Hacker News new | ask | show | jobs
by leipert 2107 days ago
> with the exception of the Internet, which didn't change physical space.

Well, I would argue a lot changes due to the internet, physically. Apart from the infrastructure needed for it, it surely has an impact on commerce. Larger and smaller stores vanish, the shopping experience of many changed drastically.

Due to information being accessible all time and from around the world it has an impact on libraries, print related industries.

I am sure that there are even more examples.

1 comments

Someone from 1960 who suddenly showed up in 2020 wouldn't have to learn much for operations of day-to-day life (they might not even have to change their sartorial tastes).

Someone from 1900 who suddenly showed up in 1960 would have much more to learn about household electrification and individual transportation[1][2] (and would definitely have to change their sartorial tastes).

I'm typing this on a writing desk in a room with bookshelves.

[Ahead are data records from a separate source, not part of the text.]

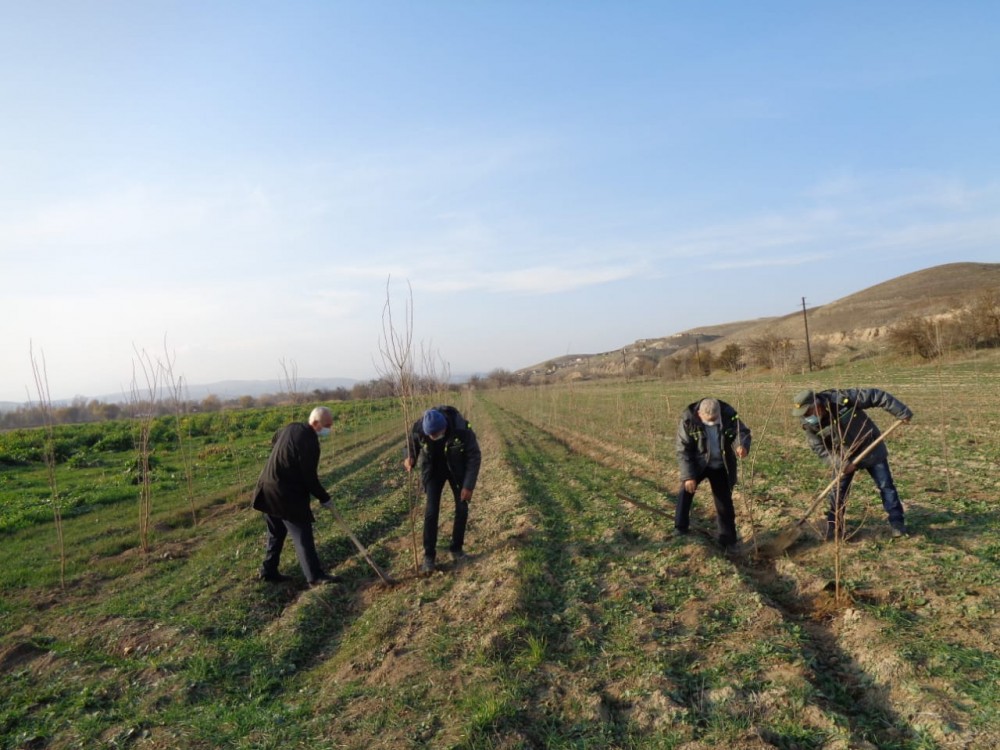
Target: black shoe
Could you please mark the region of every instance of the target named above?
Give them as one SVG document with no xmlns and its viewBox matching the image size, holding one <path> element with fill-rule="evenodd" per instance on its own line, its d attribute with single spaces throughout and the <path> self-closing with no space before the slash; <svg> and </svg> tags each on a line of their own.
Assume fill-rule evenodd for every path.
<svg viewBox="0 0 1000 750">
<path fill-rule="evenodd" d="M 268 583 L 287 583 L 292 580 L 292 577 L 286 576 L 283 573 L 261 573 L 260 580 L 267 581 Z"/>
<path fill-rule="evenodd" d="M 424 562 L 420 566 L 420 575 L 429 576 L 434 572 L 434 558 L 430 555 L 424 555 Z"/>
<path fill-rule="evenodd" d="M 343 580 L 344 579 L 341 578 L 340 576 L 329 576 L 326 573 L 324 573 L 323 575 L 313 579 L 312 581 L 309 581 L 309 586 L 315 588 L 316 586 L 326 586 L 327 584 L 330 583 L 340 583 Z"/>
</svg>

The internet vastly decreases the latency of our correspondence and vastly increases the amount of reference material to which I have access, but what we're doing isn't qualitatively much removed from what Erasmus or Montaigne presumably did with colleagues in their spare time.

[1] An amusing anecdote from a biography of the Irvine family: the younger members all adapted to the motor vehicle readily enough (1880-1920 having only been 40 years), but one of the older ones, instead of turning the key off, insisted on stopping cars by putting them in high gear and turning them uphill, treating them as if they were runaway broncs.